No, but it sounds easy to test as patch 0002 moves that out of line
and does nothing else.

> > 0004: Adjusts the attalign to change it from char to uint8.  See below.
> >
> > The 0004 patch changes the TupleDescDeformAttr.attalign to a uint8
> > rather than a char containing 'c', 's', 'i' or 'd'. This allows much
> > more simple code in the att_align_nominal() macro. What's in master is
> > quite a complex expression to evaluate every time we deform a column
> > as it much translate: 'c' -> 1, 's' -> 2, 'i' -> 4, 'd' -> 8. If we
> > just store that numeric value in the struct that macro can become a
> > simple TYPEALIGN() so the operation becomes simple bit masking rather
> > than a poorly branch predictable series of compare and jump.
>
> +1, that's something I'd missed in my patches, and is probably the
> largest contributor to the speedup.

I think so too and I did consider if we should try and do that to
pg_attribute, renaming the column to attalignby. I started but didn't
finish a patch for that.

> > I'll stick this in the July CF. It would be good to get some feedback
> > on the idea and feedback on whether more work on this is worthwhile.
>
> Do you plan to remove the ->attcacheoff catalog field from the
> FormData_pg_attribute, now that (with your patch) it isn't used
> anymore as a placeholder field for fast (de)forming of tuples?

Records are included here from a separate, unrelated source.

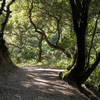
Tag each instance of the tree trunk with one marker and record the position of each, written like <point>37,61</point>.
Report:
<point>80,17</point>
<point>6,65</point>
<point>40,49</point>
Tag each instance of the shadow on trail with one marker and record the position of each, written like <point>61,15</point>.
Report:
<point>37,83</point>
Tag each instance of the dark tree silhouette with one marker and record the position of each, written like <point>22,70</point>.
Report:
<point>6,64</point>
<point>81,71</point>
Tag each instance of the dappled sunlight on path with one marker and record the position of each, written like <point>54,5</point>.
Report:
<point>37,83</point>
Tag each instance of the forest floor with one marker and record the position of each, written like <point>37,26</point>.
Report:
<point>37,83</point>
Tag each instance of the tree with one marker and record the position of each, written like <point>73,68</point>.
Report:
<point>81,71</point>
<point>6,64</point>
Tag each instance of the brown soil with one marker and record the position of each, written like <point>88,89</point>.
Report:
<point>37,83</point>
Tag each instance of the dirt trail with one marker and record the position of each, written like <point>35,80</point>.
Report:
<point>37,83</point>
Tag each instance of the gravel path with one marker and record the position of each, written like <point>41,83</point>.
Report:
<point>37,83</point>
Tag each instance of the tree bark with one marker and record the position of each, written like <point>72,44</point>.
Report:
<point>40,49</point>
<point>6,65</point>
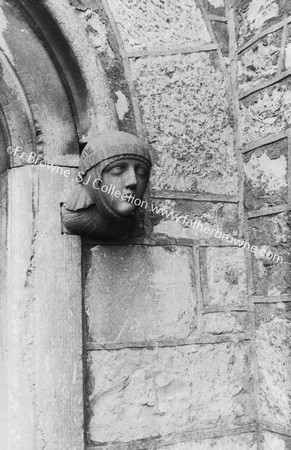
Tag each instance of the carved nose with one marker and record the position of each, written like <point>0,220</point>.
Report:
<point>131,180</point>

Yes, I plan to do that once I get more confidence I'm on to a winner here.

Thanks for having a look at this.

David



Re: Make tuple deformation faster

От
Matthias van de Meent
Дата:
On Mon, 1 Jul 2024 at 12:49, David Rowley <dgrowleyml@gmail.com> wrote:
>
> On Mon, 1 Jul 2024 at 22:07, Matthias van de Meent
> <boekewurm+postgres@gmail.com> wrote:
> > One thing I'm slightly concerned about is that this allocates another
> > 8 bytes for each attribute in the tuple descriptor. While that's not a
> > lot when compared with the ->attrs array, it's still quite a lot when
> > we might not care at all about this data; e.g. in temporary tuple
> > descriptors during execution, in intermediate planner nodes.
>
> I've not done it in the patch, but one way to get some of that back is
> to ditch pg_attribute.attcacheoff. There's no need for it after this
> patch.  That's only 4 out of 8 bytes, however.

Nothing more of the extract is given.